Я видел тифлисский майдан и черные базары Баку, разгоряченные, лукавые, но в подвижной и страстной выразительности всегда человеческие лица грузинских, армянских и тюркских купцов, — но нигде никогда не видел ничего похожего на ничтожество и однообразие лиц Сухаревских торгашей. Это какая-то помесь хорька и человека, подлинно «убогая» славянщина. Словно эти хитрые глазки, эти маленькие уши, эти волчьи лбы, этот кустарный румянец на щеку выдавались им всем поровну в свертках оберточной бумаги.

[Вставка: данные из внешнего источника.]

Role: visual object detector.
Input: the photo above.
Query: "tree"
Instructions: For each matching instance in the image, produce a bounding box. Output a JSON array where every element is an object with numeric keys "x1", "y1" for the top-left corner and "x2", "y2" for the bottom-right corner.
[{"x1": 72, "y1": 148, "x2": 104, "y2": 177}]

Муж от долгого сожительства становится похожим на жену. Если присмотреться — и купец похож на свой товар: всех спокойней и благообразней лабазники: все текуче — один хлеб остается.
Лица мясников говорят о сметке первобытного хирурга. Они сложнее, подвижнее, добродушнее: мускульная игра, неизбежно сопровождающая их работу свежевания туш, и рубка сплеча, на глазомер, — наложили на них свой отпечаток.
Женщины-мануфактурщицы, торгующие булавочной мелочью, заострили лица и поджали тонкие губы.
Тут же шныряют какие-то кавказские чертенята, с блаженным смехом ковыряющие ваксу.